Kirghizstan : après la victoire de son camp aux législatives, le président Akaev fait face à des manifestations populaires inspirées par les "révolutions de velours"
2011-12-18

Quelque 2,6 millions d'électeurs étaient appelés aux urnes le 27 février et 13 mars pour élire, au scrutin de circonscription à deux tours, les 75 députés du nouveau Parlement - qui a remplacé le système bicaméral qui prévalait jusqu'à la veille des élections. 31 candidats, dont 20 indépendants, ont été élus dès le premier tour. Le 13 mars, un second tour s'est tenu dans 44 circonscriptions. 4 sièges restent encore à pourvoir, compte tenu d'irrégularités constatées.

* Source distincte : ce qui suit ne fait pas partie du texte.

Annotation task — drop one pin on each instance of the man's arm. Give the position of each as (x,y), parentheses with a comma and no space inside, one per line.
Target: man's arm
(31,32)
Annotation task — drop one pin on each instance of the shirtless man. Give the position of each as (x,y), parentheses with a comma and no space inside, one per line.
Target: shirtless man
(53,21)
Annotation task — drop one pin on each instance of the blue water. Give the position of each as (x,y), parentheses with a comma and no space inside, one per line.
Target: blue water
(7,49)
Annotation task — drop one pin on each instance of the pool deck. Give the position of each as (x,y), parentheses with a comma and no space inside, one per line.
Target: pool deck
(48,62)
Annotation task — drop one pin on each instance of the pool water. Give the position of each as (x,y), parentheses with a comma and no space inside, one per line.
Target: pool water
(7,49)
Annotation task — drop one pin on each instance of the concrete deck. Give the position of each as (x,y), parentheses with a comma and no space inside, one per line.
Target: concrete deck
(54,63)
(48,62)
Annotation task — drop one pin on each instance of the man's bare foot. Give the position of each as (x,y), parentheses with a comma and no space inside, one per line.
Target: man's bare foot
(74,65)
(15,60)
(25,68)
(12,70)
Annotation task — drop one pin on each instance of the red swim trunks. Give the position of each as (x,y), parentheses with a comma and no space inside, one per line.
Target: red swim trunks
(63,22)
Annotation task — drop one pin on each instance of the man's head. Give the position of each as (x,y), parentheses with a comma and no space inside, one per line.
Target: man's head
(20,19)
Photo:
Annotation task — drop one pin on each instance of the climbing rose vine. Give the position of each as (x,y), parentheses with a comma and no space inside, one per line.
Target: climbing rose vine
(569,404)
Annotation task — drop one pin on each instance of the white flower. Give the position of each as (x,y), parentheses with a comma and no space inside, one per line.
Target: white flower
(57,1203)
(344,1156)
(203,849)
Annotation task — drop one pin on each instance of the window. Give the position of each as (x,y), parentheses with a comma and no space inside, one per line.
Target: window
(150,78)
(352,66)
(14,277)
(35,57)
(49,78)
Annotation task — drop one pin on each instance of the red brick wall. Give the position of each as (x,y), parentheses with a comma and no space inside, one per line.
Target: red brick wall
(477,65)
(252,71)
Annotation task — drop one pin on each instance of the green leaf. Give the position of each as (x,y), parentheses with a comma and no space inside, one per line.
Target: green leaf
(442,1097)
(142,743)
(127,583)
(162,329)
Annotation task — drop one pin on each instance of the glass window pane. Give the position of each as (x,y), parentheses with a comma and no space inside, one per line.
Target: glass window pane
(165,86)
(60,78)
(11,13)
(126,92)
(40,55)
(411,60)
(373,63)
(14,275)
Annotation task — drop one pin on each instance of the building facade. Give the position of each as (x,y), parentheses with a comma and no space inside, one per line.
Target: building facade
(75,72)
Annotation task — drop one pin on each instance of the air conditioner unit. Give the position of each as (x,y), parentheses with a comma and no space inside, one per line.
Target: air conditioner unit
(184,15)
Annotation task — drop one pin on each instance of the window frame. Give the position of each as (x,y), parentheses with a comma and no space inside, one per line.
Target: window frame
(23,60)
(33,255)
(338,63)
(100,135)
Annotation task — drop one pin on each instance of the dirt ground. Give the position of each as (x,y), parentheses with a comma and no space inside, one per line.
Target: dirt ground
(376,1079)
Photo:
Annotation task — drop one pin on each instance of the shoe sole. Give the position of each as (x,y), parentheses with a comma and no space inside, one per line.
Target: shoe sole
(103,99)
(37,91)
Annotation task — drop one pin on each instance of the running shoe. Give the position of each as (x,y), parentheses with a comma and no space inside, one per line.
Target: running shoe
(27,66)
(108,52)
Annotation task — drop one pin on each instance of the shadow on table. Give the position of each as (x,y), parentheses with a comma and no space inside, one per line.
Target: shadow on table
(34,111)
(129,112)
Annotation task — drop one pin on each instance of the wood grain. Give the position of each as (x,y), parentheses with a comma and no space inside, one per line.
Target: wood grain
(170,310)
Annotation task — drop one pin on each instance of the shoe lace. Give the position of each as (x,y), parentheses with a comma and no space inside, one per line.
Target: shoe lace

Les partis ou candidats libres proches du pouvoir ont massivement emporté ces élections. Seuls six représentants de l'opposition ont été élus. Les observateurs internationaux ont estimé que la dynamique concurrentielle avait été affaiblie suite au désistement d'un grand nombre de candidats et à la pression exercée sur les médias. La semaine ayant précédé le premier tour avait été marquée par des manifestations organisées par les partisans de trois candidats écartés de la course électorale sur décisions de justice. Les représentants de l'OSCE ont qualifié de provocatrice la campagne pré-électorale menée par le pouvoir : "Les avertissements répétés de hauts responsables politiques concernant les risques de guerre civile et les accusations portées contre l'opposition de collusion avec les milieux extrémistes a eu un effet négatif".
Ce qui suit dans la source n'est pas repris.